La proximidad de la Semana Santa ha encendido las alertas del sector salud en Colombia, ante el aumento de desplazamientos hacia zonas endémicas de enfermedades como la fiebre amarilla. En este contexto, las autoridades han reiterado un mensaje clave: la prevención, a través de la vacunación oportuna, puede marcar la diferencia entre un viaje seguro y un riesgo sanitario de alto impacto.

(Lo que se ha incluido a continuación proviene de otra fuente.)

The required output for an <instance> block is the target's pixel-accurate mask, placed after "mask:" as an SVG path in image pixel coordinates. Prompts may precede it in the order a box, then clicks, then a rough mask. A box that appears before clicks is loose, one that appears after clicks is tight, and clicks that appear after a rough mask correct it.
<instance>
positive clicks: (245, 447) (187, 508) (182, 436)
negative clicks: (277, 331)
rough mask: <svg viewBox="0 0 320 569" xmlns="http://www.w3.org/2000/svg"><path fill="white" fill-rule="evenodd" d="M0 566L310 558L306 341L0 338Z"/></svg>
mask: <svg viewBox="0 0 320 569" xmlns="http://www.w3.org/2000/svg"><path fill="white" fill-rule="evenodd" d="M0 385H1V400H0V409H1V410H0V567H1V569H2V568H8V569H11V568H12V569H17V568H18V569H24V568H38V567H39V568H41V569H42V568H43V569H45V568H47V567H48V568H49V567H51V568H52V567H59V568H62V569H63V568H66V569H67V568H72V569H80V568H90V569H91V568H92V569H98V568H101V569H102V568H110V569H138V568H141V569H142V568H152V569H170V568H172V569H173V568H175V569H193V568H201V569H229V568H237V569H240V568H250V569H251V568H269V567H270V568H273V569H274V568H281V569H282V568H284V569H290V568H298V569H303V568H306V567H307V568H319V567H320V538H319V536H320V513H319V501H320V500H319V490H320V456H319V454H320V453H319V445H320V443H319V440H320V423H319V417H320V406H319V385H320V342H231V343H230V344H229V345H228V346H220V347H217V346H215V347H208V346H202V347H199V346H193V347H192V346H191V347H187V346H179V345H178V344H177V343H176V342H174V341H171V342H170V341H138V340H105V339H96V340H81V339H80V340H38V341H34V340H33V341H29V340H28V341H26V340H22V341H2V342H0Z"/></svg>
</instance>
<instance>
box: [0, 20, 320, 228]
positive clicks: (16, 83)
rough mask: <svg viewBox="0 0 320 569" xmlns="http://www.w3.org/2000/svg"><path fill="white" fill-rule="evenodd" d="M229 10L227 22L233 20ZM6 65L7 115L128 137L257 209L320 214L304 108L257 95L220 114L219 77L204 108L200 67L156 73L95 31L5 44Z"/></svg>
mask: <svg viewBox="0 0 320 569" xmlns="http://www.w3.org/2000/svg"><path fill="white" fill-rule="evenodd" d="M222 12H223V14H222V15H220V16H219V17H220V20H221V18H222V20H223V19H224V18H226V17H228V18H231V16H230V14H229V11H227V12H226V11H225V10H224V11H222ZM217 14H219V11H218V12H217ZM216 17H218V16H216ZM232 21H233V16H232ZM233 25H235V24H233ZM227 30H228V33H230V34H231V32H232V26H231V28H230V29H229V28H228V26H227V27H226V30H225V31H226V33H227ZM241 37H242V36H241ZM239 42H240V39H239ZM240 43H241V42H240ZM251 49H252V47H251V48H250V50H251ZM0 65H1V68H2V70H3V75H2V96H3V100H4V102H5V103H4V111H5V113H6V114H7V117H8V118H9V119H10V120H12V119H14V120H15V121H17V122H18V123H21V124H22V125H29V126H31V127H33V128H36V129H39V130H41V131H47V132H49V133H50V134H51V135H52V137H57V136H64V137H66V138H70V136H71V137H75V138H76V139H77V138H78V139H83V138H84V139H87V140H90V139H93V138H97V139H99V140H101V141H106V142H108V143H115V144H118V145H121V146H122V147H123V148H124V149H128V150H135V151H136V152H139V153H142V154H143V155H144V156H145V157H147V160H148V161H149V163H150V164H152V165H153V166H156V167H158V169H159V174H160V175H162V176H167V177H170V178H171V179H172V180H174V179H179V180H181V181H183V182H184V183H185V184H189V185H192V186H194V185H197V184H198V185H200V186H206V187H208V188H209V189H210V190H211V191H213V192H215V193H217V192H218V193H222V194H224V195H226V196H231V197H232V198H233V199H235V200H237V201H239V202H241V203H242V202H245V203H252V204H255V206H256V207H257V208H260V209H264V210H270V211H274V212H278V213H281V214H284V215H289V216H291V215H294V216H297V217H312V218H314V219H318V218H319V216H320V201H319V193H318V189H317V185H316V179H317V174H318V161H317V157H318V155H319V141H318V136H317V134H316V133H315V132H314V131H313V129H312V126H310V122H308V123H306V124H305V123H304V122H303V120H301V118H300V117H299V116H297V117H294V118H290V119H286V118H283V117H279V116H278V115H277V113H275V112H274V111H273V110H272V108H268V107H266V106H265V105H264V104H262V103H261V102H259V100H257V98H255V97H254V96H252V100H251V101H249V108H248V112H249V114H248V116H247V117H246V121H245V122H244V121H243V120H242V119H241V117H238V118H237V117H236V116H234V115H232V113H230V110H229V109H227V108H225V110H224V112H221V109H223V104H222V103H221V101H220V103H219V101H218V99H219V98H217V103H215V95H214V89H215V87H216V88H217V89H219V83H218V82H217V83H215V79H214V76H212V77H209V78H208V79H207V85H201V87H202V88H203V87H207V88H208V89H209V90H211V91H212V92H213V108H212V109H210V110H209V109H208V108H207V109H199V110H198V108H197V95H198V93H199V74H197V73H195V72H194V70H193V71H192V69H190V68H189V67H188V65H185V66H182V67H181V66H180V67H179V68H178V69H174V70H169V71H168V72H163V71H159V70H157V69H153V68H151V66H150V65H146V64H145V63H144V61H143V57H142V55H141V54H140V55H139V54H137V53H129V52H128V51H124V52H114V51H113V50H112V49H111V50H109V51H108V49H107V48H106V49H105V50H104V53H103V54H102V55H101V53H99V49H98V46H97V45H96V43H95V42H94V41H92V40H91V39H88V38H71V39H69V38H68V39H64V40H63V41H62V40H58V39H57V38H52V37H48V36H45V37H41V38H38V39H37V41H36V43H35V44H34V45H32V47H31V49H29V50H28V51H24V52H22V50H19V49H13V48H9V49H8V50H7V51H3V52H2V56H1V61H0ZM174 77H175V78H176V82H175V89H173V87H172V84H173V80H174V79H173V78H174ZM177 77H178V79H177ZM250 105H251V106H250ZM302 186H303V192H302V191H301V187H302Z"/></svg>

El pronunciamiento del secretario de Salud, Gerson Bermont, no solo responde a una medida preventiva habitual, sino a una preocupación estructural frente a la falta de cultura de vacunación anticipada en la población. En muchos casos, los viajeros toman decisiones de última hora, desconociendo que la vacuna contra la fiebre amarilla requiere aplicarse al menos diez días antes del desplazamiento para garantizar su efectividad.
Desde una perspectiva epidemiológica, la fiebre amarilla representa una amenaza significativa en regiones donde el virus circula de forma activa, especialmente en zonas selváticas y rurales. Su transmisión, a través de mosquitos infectados, la convierte en una enfermedad difícil de controlar si no se aplican medidas preventivas. A diferencia de otras patologías, no existe un tratamiento específico, lo que refuerza la importancia de la inmunización como principal herramienta de protección.
El llamado de las autoridades también pone en evidencia un desafío recurrente en el sistema de salud pública: la prevención suele quedar relegada frente a la atención de emergencias. En este caso, la advertencia busca anticiparse a posibles brotes que podrían generarse por el aumento de la movilidad durante la temporada alta de viajes, una dinámica que históricamente ha facilitado la propagación de enfermedades infecciosas.
Además, la recomendación de consultar los puntos de vacunación y verificar el estado de inmunización refleja la necesidad de fortalecer la corresponsabilidad ciudadana. La protección no depende únicamente de las autoridades, sino también de la decisión individual de adoptar medidas informadas antes de viajar. Este enfoque es especialmente relevante en un país con alta diversidad geográfica, donde las condiciones sanitarias varían significativamente entre regiones.
Desde el punto de vista periodístico, la alerta trasciende el ámbito sanitario y se conecta con la gestión del riesgo. La prevención de enfermedades como la fiebre amarilla no solo protege la salud individual, sino que también evita presiones adicionales sobre el sistema hospitalario, especialmente en temporadas donde la demanda de servicios puede incrementarse.
En conclusión, la advertencia del sector salud no debe interpretarse como un simple recordatorio, sino como una acción estratégica para evitar consecuencias mayores en un periodo de alta movilidad. La vacunación anticipada, lejos de ser una recomendación opcional, se convierte en un requisito esencial para quienes planean viajar a zonas de riesgo. En un escenario donde la prevención es la única defensa efectiva, la responsabilidad individual y la información oportuna son herramientas clave para proteger la vida.